Innie'yi sanki gerçekten var olan biriymiş gibi hissediyorum çocuk gözümün önünde oynuyor sahnelerde, delirdim mi doktor bey
***
Innie, odasında oturmuş, bacaklarını kendine çekmiş hiçbir şey yapmadan dururken ne düşünüyordu, bilmiyordu. Açıkçası zihninden bir şeyler geçiyordu ama ne geçtiğinden emin değildi, o kadar hızlı geçiyordu ki her şey net bir ana ulaşamıyordu.
Normalde her gece bu saatler duştan çıktığı gibi koşarak telefonunu alır, Yejoon'un ona attığı sesli iyi geceler mesajını dinlerdi ama şimdi ne telefonu vardı ne de Yejoon.
Kaşları çatıktı, yüzünde 'ben acı çekiyorum' gibi bir ifadenin tam aksine 'öfkeliyim' dedirten o ifade vardı, başını çevirip odasının camına baktığında yatak odasında oturan Minho ve Jisung birbirlerine karşı tam olarak ne diyeceklerini bilmiyorlardı.
Jisung, eşine bakıp biraz daha ona kayarak koluna sarılmış, başını omuzuna yaslamıştı. Minho saatlerdir susuyordu ve onun zihninden geçen şeyleri anlayamamak Jisung'a sıkıntı veriyordu.

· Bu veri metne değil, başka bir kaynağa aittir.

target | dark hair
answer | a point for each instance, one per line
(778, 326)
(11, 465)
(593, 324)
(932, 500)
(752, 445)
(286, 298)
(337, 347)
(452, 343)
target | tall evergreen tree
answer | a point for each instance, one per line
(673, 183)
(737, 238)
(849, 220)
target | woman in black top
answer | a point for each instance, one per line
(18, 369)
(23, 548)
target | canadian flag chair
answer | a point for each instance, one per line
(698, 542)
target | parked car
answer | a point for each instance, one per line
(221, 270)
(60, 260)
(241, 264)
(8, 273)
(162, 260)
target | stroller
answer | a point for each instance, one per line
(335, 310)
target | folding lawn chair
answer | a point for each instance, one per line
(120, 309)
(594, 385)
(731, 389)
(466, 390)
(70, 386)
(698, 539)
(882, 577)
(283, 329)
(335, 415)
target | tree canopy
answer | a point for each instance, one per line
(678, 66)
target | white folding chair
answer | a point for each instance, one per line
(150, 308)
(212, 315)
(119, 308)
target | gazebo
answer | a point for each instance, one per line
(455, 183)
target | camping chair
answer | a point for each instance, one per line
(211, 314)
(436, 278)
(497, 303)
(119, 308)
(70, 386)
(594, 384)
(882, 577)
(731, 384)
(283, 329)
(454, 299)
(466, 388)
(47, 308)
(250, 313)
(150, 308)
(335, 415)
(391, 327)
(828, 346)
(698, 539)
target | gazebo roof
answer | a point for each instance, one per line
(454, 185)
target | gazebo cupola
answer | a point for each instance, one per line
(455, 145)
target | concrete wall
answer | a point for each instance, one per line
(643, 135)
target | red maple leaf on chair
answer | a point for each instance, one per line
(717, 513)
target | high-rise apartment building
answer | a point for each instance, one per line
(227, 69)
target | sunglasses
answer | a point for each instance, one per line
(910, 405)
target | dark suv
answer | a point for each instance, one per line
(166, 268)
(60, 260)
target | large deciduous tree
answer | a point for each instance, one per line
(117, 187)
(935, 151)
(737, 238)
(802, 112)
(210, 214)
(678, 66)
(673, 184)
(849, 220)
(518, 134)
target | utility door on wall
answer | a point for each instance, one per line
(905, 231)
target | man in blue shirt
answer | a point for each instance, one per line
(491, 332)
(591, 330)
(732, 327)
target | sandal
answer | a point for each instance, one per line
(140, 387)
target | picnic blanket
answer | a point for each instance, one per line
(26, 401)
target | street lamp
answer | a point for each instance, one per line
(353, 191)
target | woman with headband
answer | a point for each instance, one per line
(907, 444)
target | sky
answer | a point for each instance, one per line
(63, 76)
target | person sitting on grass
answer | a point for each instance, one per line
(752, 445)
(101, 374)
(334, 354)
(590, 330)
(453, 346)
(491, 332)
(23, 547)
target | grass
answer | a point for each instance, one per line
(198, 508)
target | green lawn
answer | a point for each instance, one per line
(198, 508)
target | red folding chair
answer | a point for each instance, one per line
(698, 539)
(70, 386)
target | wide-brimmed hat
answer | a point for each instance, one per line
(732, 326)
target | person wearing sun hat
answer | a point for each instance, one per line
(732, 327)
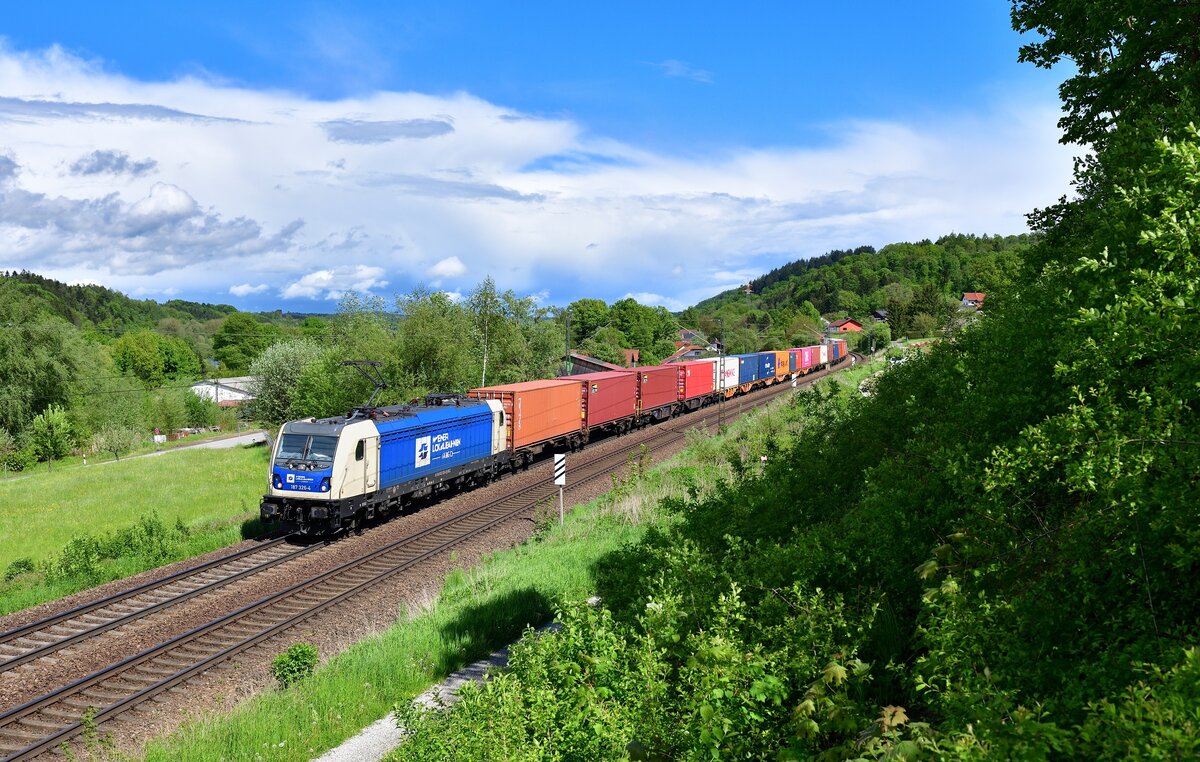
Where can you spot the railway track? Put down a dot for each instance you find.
(43, 637)
(47, 721)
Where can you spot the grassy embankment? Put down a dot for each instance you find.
(70, 529)
(477, 612)
(79, 460)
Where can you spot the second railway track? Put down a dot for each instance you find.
(47, 721)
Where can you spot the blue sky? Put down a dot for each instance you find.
(273, 156)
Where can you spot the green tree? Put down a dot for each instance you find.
(51, 436)
(277, 375)
(240, 340)
(117, 439)
(587, 317)
(154, 358)
(7, 449)
(167, 409)
(607, 345)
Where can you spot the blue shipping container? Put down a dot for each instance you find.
(766, 365)
(433, 441)
(748, 369)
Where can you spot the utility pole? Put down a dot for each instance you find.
(567, 351)
(720, 376)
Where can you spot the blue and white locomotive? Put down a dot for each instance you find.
(334, 473)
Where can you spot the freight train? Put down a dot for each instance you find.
(334, 474)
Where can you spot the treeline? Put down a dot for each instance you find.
(994, 557)
(918, 285)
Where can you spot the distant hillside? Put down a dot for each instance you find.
(918, 285)
(95, 306)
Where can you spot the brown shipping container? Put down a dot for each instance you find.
(696, 378)
(537, 411)
(609, 396)
(657, 385)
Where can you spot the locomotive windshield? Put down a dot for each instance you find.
(305, 451)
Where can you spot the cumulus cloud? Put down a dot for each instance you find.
(112, 162)
(246, 289)
(19, 109)
(672, 67)
(448, 268)
(333, 283)
(359, 131)
(317, 197)
(9, 167)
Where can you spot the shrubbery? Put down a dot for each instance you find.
(295, 664)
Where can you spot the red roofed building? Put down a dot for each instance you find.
(845, 325)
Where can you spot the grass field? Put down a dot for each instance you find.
(477, 612)
(73, 528)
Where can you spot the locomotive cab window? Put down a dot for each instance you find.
(301, 451)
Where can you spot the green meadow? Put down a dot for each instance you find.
(69, 529)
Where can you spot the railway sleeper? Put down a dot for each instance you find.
(41, 725)
(23, 737)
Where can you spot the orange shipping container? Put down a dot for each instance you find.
(537, 412)
(783, 360)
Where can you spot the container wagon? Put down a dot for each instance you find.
(766, 367)
(783, 360)
(729, 370)
(610, 400)
(658, 393)
(538, 414)
(696, 382)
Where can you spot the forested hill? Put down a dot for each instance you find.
(918, 283)
(95, 306)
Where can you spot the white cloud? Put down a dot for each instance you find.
(448, 268)
(672, 67)
(246, 289)
(335, 282)
(202, 186)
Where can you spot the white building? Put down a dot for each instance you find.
(227, 393)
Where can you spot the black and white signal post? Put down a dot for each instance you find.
(561, 480)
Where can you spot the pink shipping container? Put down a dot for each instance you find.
(537, 412)
(607, 396)
(727, 370)
(696, 379)
(781, 361)
(809, 358)
(657, 385)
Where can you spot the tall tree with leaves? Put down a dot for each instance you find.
(51, 436)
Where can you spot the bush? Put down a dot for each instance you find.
(19, 567)
(295, 664)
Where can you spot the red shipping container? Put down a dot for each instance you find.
(537, 412)
(809, 357)
(657, 385)
(607, 396)
(696, 379)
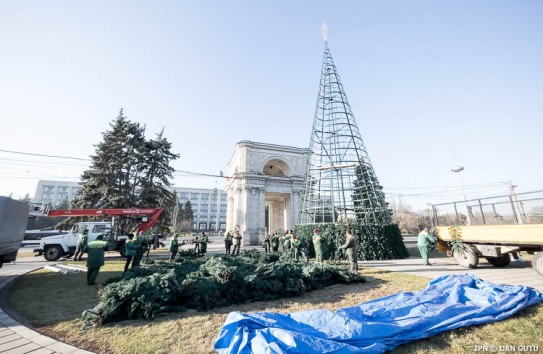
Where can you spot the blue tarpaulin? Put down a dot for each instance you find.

Minho sanki bunu anlamış gibi aralarındaki sessizliği bozarak gözlerini ellerinden çekmeden kafasını salladı. "Innie'ye böyle bir yara vermek istemezdim."
"Min..." dedi Jisung sonunda hakim olduğu konu ile, kafasını kaldırıp elini Minho'nun yanağına atarak kendisine dönmesini sağlamış, baş parmağı ile dudağını okşamıştı. "Senin bir suçun yok, Innie de bunu biliyor, biliyorsun değil mi?"
"Biliyorum ama bir baba olarak ona böyle bir yara bırakmak istemezdim, bilerek veya bilmeyerek ve zoruma giden ne biliyor musun, herkes sadece Innie'nin bizim aramızda gidip geldiğini biliyor..." Gözlerini kapatıp o anı unutmak için kafasını salladı bir anlık. "Kimse onun, benim seni boğmak üzere olduğum o anı gördüğünü bilmiyor."
"Üzgünüm," dedi Jisung'a bakarak. "Bu can sıkıcı konuyu hatırlatmak istemezdim, üzgünüm."
"Bebeğim," diyerek onu kendine çekti Jisung, iki elini de yanaklarına yerleştirerek uzanıp dudaklarını Minho'nun yanağına bastırdı ve bir öpücük bıraktı. "Biz o anları ailecek atlattık, tamam geçmişimizde bir yerde durabilir ama ne ben ne de Innie, seni suçlamıyor, ikimiz de seni çok seviyoruz, sen bizim aşkımızsın."
Dudaklarından öptü. "Emin ol kimse bu konunun açılmasını istemezdi ama olan oldu ve Yejoon bilmiyordu, bir yerde elbette öğrenecekti çünkü Innie için etkileri olan bir şey, kabul böyle öğrenmesini kimse istemezdi ama olan oldu ve senin burada kendini suçlaman gereken tek bir yer bile yok."
"Innie, Yejoon'u asla affetmeyebilir."
Jisung da bu konuyu biliyordu ama ellerinden bir şey gelmezdi, yapabilecekleri bir şey yoktu. "Zaman geçtikçe eskisi gibi olmasalar bile özür dileyip en azından medeni bir şekilde kalabilirler, yapacak bir şeyimiz yok ki sevgilim, Yejoon istemeyerek de olsa kırmış ve can alıcı bir noktaya dokunmuş biz ne yapabiliriz? Onlar büyüdü artık hayatlarına karışacağımız kadar küçük değiller, eğer ilişkilerine devam etmek isterlerse elbet ederler ama gerisine karışamayız bu Yejoon'un özür dilemesine ve Innie'ye bağlı."
Minho başını salladı, başını çevirerek yanağını tutan Jisung'un avucuna bir öpücük bırakmış, "Innie'ye baksak mı?" demişti. Jisung kafa salladı. "Uyumuyordur eminim ve uyumayacak, onu bugün böyle bırakmamız her ne kadar istemesem de daha iyi."
Bir anda sözleriyle Innie'nin kalp kırıklığını iyileştiremezlerdi, ikisi de bunu bildiği için gece boyu sürekli sıkıntıdan uyansalarda Innie pozisyonunu bozmadan sessizce oturmaya devam etmiş, yerinden kalkmamıştı.